Prior to MWF-3, two other Mississippi River meltwater floods, MWF-2 and MWF-1, have been recognized. MWF-1 consists of three separate but closely spaced events that occurred between 16,000 and 14,000 YBP. Each of these flood events had a discharge of about 0.08 to 0.09 sverdrups. Collectively, they appear to be associated with MWP1a0. MWF-2, one of the largest of the Mississippi River meltwater floods, occurred between 13,600 and 13,200 YBP. During its 400 radiocarbon year duration, the maximum discharge MWF-2 is estimated to have been between 0.15 and 0.19 sverdrups. Despite the large size of MWF-2, it is not known to be associated with an identifiable meltwater pulse.

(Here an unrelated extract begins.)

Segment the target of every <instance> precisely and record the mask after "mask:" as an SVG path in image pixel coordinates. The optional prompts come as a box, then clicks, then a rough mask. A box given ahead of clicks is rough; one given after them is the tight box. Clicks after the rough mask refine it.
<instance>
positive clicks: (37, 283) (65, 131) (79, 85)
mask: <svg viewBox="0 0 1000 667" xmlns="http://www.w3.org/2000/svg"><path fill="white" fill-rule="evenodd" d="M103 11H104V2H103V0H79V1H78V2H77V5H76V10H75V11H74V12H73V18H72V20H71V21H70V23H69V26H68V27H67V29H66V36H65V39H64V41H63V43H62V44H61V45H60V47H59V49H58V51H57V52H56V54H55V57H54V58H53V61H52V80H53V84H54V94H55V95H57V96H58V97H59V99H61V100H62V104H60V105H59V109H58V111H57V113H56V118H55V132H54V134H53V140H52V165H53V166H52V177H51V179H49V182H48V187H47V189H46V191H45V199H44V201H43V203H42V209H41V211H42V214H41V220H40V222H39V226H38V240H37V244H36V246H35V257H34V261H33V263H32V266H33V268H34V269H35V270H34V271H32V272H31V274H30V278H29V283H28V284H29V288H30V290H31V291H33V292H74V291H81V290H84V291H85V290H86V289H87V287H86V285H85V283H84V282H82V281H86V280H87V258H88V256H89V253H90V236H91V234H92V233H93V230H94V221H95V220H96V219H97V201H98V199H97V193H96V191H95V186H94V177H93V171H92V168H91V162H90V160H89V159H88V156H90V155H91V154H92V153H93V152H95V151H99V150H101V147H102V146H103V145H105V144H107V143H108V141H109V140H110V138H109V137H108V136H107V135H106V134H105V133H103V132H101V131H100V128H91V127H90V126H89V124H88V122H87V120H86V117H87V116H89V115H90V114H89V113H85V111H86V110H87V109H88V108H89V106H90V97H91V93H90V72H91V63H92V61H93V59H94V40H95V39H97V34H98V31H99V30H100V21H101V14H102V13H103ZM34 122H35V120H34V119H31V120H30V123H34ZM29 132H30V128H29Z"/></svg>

=== Fennoscandian ice sheet ===
Although the Fennoscandian ice sheet has previously been considered an insignificant, negligible contributor to MWP1a, some research suggests it may have contributed to around half of the sea level rise. An ice volume of 4.5-7.9 m of sea level equivalent was lost over half a millennium during the transition into the B-A interstadial, with around 3.3-6.7 m being lost from the ice sheet during the peak warming. Another study estimated 4.6 m of sea level rise came from the melting of the Fennoscandian ice sheet.